Un primato che vale doppio
Il riconoscimento non è solo un traguardo locale. La Zampina di Sammichele di Bari entra nella storia come primo prodotto a base di carne fresca in Puglia a fregiarsi del marchio IGP, e più in generale come uno dei rarissimi prodotti a base di carne fresca a ottenere questo riconoscimento a livello comunitario. Un risultato che distingue questa specialità nel già ricco panorama delle produzioni agroalimentari di qualità della regione, affiancandosi alle numerose eccellenze pugliesi già certificate DOP e IGP.

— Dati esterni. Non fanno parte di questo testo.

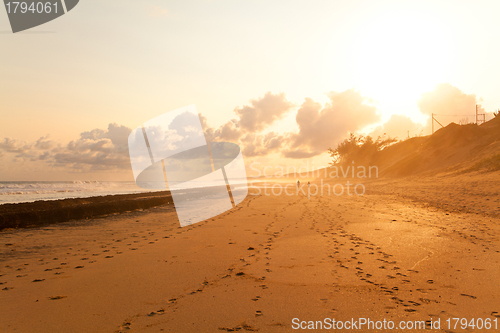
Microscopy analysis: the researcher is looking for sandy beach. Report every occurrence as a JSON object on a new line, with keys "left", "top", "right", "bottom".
{"left": 4, "top": 1, "right": 500, "bottom": 332}
{"left": 1, "top": 174, "right": 499, "bottom": 332}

Cosa è la Zampina e perché è speciale
Inconfondibile nella sua forma a spirale, la Zampina è una salsiccia fresca che racconta l’identità gastronomica di Sammichele di Bari, piccolo comune della Città Metropolitana di Bari. La sua ricetta tradizionale, ora tutelata dal disciplinare di produzione, prevede un impasto di carne bovina e ovina, arricchito da formaggio, pomodoro e basilico: ingredienti semplici ma combinati con sapienza, che danno vita a un prodotto dal gusto inconfondibile, profondamente legato al territorio e alle sue tradizioni rurali.
Il rispetto rigoroso della ricetta tradizionale è una delle condizioni imprescindibili per poter utilizzare la denominazione protetta, garantendo così ai consumatori autenticità e qualità costanti.
La tutela della denominazione
Con l’iscrizione nel registro europeo, vengono tutelate in tutta l’Unione Europea le denominazioni “Zampina di Sammichele di Bari”, “Zampina di Sammichele” e “Zampina Sammichelina”, la cui produzione è vincolata al territorio del Comune di Sammichele di Bari. Il marchio IGP mette così al riparo questa specialità da imitazioni e contraffazioni che, nel corso degli anni, hanno spesso penalizzato le produzioni tipiche italiane sui mercati europei e internazionali.
Un percorso condiviso
Il riconoscimento è il frutto di un lavoro corale. Il percorso di registrazione, avviato dal Comitato Promotore, ha beneficiato del pieno supporto e del parere favorevole della Regione Puglia, a conferma dell’importanza strategica che le istituzioni regionali attribuiscono alla valorizzazione del patrimonio agroalimentare locale.
Un futuro da protagonista
L’IGP apre ora nuove prospettive per i produttori locali, che potranno promuovere la Zampina sui mercati europei con la garanzia di un marchio riconosciuto e rispettato. Per Sammichele di Bari, questo riconoscimento rappresenta anche un’opportunità di sviluppo turistico ed economico, capace di attrarre visitatori e appassionati di enogastronomia alla scoperta di un prodotto che, da oggi, è ufficialmente patrimonio dell’Europa intera.